Without revealing too much about my employer’s internal systems, I want to give a little bit of context. First, we have a table that holds work to be done:
create table work_to_do ( client int not null, work_unit int not null, priority float not null, processor int not null default 0, primary key(client, work_unit), key(priority), key(processor, priority) ) engine=InnoDB;
Each row in this table represents a job for a client. The actual work is defined elsewhere, as rows in another table that can be looked up from
work_unit. When there’s some work to be done, the row is inserted with
processor = 0 and
priority set to some number calculated by another process. The idea is to do the highest-priority jobs first.
We have a program that may have multiple running instances, each of which looks at the table and tries to claim a set of work for itself, to be handled by no other process. In order to do this, each process tries to update some rows so
processor is its UNIX process ID. Once
processor is non-zero, the row is reserved for that process to do.
There’s another table that defines which clients are eligible for processing, whether they’re in the
work_to_do table or not.
The first attempt
The query to claim a set of rows for a process needs to update the ten highest-priority unclaimed rows for eligible clients. Since it needs to access more than one table, and needs to order and limit the results, at first it seems you can’t do this query at all, because as the manual says,
ORDER BY and
LIMIT aren’t allowed for multi-table updates:
For the multiple-table syntax, UPDATE updates rows in each table named in
table_referencesthat satisfy the conditions. In this case, ORDER BY and LIMIT cannot be used.
However, a standard searched
UPDATE statement with a subquery doesn’t count as a multi-table update, so you can do it like this:
-- @process_id is actually passed in as a parameter -- set @process_id = 17603; update work_to_do set processor = @process_id where processor = 0 and client in (select client from eligible_client) order by priority desc limit 10
There’s only one problem: performance sucks. You are probably aware that
IN() subqueries are converted by the
in_optimizer to correlated subqueries, sometimes with severe performance penalties.
I created the tables on my home computer, and ran the above query with 5,000 rows in
work_to_do. With 50 rows in
eligible_client the query completes in a 0.13 seconds, but with 5,000 the correlated subquery becomes a real performance problem; it takes 9.8 seconds, which is very slow for this machine. It means this may be an O(n^2) algorithm.

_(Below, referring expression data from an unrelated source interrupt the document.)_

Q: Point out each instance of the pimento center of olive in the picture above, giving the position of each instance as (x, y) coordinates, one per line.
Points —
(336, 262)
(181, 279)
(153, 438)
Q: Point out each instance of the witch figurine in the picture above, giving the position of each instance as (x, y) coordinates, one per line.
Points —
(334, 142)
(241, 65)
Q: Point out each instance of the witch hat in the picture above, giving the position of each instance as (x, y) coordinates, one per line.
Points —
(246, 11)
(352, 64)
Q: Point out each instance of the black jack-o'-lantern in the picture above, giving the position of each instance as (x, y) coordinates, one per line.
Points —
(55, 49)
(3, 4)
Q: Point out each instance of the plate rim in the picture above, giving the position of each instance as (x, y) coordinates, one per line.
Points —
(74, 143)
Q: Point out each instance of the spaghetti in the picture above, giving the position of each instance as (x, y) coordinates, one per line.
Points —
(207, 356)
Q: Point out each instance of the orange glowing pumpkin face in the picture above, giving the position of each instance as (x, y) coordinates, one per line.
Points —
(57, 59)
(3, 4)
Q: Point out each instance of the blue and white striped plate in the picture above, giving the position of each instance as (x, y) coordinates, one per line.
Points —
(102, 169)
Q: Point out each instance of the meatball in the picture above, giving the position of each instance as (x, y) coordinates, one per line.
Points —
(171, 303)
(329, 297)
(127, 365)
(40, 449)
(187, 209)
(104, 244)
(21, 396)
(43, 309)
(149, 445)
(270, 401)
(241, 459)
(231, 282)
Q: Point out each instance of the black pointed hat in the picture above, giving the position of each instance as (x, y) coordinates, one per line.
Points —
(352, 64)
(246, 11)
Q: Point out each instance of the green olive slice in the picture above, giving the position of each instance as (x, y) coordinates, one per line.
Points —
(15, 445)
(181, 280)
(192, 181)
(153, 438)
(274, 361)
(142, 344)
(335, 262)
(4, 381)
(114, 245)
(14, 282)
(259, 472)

The query after optimizing
To eliminate the badly optimized subquery, you need to rewrite the subquery as a join, but how can you do that and retain the
ORDER BY? One way is to find the rows to be updated in a subquery in the
FROM clause, so the
ORDER BY can be nested inside the subquery. In this way
work_to_do is joined against the ten highest-priority unclaimed rows of itself. Normally you can’t self-join the update target in a multi-table
UPDATE, but since it’s within a subquery in the
FROM clause, it works in this case.
update work_to_do as target inner join ( select w. client, work_unit from work_to_do as w inner join eligible_client as e on e.client = w.client where processor = 0 order by priority desc limit 10 ) as source on source.client = target.client and source.work_unit = target.work_unit set processor = @process_id;
Now the query runs in 0.04 seconds. That’s a factor of 250 speedup, and it’s even several times faster than the un-optimized query when there were only 50 rows in the
There is one downside: the rows are not locked in primary key order. This may help explain the occasional deadlock we get on this table (see my article about a “little-known” way to cause a deadlock). Do you have any suggestions for how to work around this?
In this article I’ve shown you how to use subqueries to work around limitations on multi-table
UPDATE statements, and then I demonstrated how an alternate way to rewrite the query performs about 250 times better on a small data set than the obvious solution.